Es verdad que Cicerón, en el célebre tratado que dedicó a esta cuestión, define la amistad como «omnium divinarum humanarumque rerum cum benevolentia et caritate consensio». Donde consensio suele traducirse −a mi juicio erróneamente− como un ‘consentimiento’ o conformidad en todas las cosas humanas y divinas; o, todavía peor, como un ‘consenso’ en el sórdido sentido transaccional que han acuñado nuestros políticos. Pero consensio significa, sobre todo, ‘entendimiento’, capacidad para aceptar lo que el otro piensa sobre las cosas divinas y humanas. De ahí que Cicerón añada que en este consensio deben intervenir la benevolencia y la caridad.
Ante quien piensa exactamente como nosotros no necesitamos de la benevolencia ni de la caridad, sino en todo caso de la condescendencia (pues, inevitablemente, acabamos considerándolo un pobre y pálido eco de nosotros mismos). Y con quien logramos un ‘consenso’ (en el sórdido sentido transaccional) tampoco empleamos benevolencia ni caridad; pues ambos sabemos que nuestro acuerdo se cifra en renuncias cínicas a cambio de provechos materiales. Sólo quienes son capaces de entenderse sin renunciar a sus principios requieren benevolencia y caridad para aceptar lo que el otro piensa, para admirar la lealtad que profesa a sus ideas; y, en fin, para no hurgar en heridas que puedan lastimarlo, para tener la delicadeza de no ofenderlo en aquellas cuestiones que nuestro amigo considera sagradas o irrenunciables.
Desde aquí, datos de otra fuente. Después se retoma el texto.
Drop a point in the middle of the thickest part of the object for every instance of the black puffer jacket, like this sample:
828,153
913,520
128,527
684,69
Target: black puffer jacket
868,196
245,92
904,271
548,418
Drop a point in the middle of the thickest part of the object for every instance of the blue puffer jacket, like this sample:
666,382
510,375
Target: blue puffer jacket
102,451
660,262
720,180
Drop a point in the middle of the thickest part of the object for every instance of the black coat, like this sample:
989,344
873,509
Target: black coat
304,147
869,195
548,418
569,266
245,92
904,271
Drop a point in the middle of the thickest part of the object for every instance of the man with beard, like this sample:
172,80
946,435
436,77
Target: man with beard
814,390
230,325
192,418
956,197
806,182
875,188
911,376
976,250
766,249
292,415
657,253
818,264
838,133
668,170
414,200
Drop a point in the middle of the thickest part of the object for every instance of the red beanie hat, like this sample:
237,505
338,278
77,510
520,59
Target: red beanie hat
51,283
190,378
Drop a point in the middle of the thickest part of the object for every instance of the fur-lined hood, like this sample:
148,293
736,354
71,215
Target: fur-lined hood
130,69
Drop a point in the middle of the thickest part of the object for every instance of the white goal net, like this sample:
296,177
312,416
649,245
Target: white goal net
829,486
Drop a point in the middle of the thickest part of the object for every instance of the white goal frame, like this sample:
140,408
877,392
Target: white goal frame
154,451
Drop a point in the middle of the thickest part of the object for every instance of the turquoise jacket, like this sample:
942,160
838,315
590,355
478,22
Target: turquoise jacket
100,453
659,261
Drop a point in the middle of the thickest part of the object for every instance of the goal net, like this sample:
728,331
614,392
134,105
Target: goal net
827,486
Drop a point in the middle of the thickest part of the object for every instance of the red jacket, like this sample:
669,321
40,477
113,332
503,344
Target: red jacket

Y así ocurre en el tratado de Cicerón, donde entre Lelio y sus yernos se produce un intercambio espiritual en el que aflora, de forma casi imperceptible, una suerte de autoridad compartida, un reconocimiento de la grandeza del otro, aunque no coincidamos con él siempre; o, sobre todo, porque no coincidimos con él siempre. Y aquello en lo que no coincidimos es, con frecuencia, lo que en él nos resulta más interpelador y sugestivo; y lo que nos servirá no para dimitir de nuestros gustos o pareceres, sino para aquilatarlos y completarlos y ofrecérselos así, mejorados, a nuestro amigo, sabiendo que a su vez le servirán para aquilatar y completar los suyos.
En otro pasaje de su obra, Cicerón cita esta sentencia de Arquitas Tarentino: «Ningún gozo daría contemplar el universo si no se pudiera comentarlo con un amigo». Pero ¿en qué se quedaría el gozo de ‘comentar’ el universo si nuestros comentarios fuesen tan sólo glosas repetidas y, por lo tanto, archisabidas?